July Workshop Reflection: Unpacking Ritual Moments
“When I heard the sound of the water poured from the pitcher as the words were being spoken, the memories from the abundant use of water from the videos we watched flooded my mind.”
“I experienced the prayer time at the end of the service more intensely than I usually do.”
I warned the participants (all ten who attended our workshop on adult faith formation in early July) as we reviewed learning goal #3—”to experience rituals that might be used in your context to foster a missional ethos and welcoming spirit in your congregation”—I warned them that “Kent and I are liturgy geeks” who know firsthand about the transformative power of ritual done well, full of grace and beauty. We wanted to give them a taste of such ritual.
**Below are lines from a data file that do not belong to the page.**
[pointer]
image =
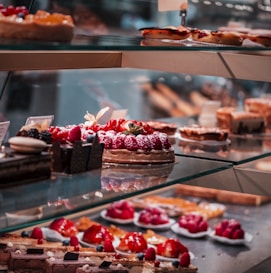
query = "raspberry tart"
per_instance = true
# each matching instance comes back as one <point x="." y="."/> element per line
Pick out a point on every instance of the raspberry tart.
<point x="153" y="217"/>
<point x="191" y="225"/>
<point x="121" y="212"/>
<point x="132" y="142"/>
<point x="132" y="243"/>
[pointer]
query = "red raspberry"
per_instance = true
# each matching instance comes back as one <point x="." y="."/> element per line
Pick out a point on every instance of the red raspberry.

Built into the workshop schedule were ritual experiences that are the normal part of the typical adult catechumenal formational process, rituals that mark the transition from one stage of the catechumenal process to the next. After enacting rituals with the workshop participants in the roles of catechumens and sponsors, the participants had time to reflect individually and then discuss in the group how they experienced these tactile, aural, and olfactory rites. We ended the second day by viewing a “classic” video, “This Is the Night,” of adult baptisms administered in a large, walk-in font at a Roman Catholic parish during the Easter Vigil, followed by a video from Redeemer Evangelical Lutheran Church in The Bronx during their Vigil as a young adult was baptized with an abundance of water. The Service of Baptismal Thanksgiving—with baptismal invocation, song, Scripture, a thanksgiving for baptism spoken as water was poured into our make-shift font, renunciation and confession from the rite of baptism, and an extended time of intercession—began our third and final day. The above quotations are responses from participants as we discussed how they experienced the baptismal renewal ritual. I, too, had been deeply moved by the time of intercessions for the church, world, and all in need, offered by many participants and was reminded of Martin Luther, writing in his treatise The Freedom of a Christian,
Not only are we the freest of kings but we are also priests forever. This is far better than being kings, for as priests we are worthy to appear before God, to pray for others … Thus Christ has made it possible for us, provided we trust him, to be not only … fellow rulers of his kingdom but also his fellow priests. Therefore, we can come before God boldly in the spirit of faith and cry, “Abba, Father.” Praying for one another, we do all things that pertain to the duties and visible works of priests.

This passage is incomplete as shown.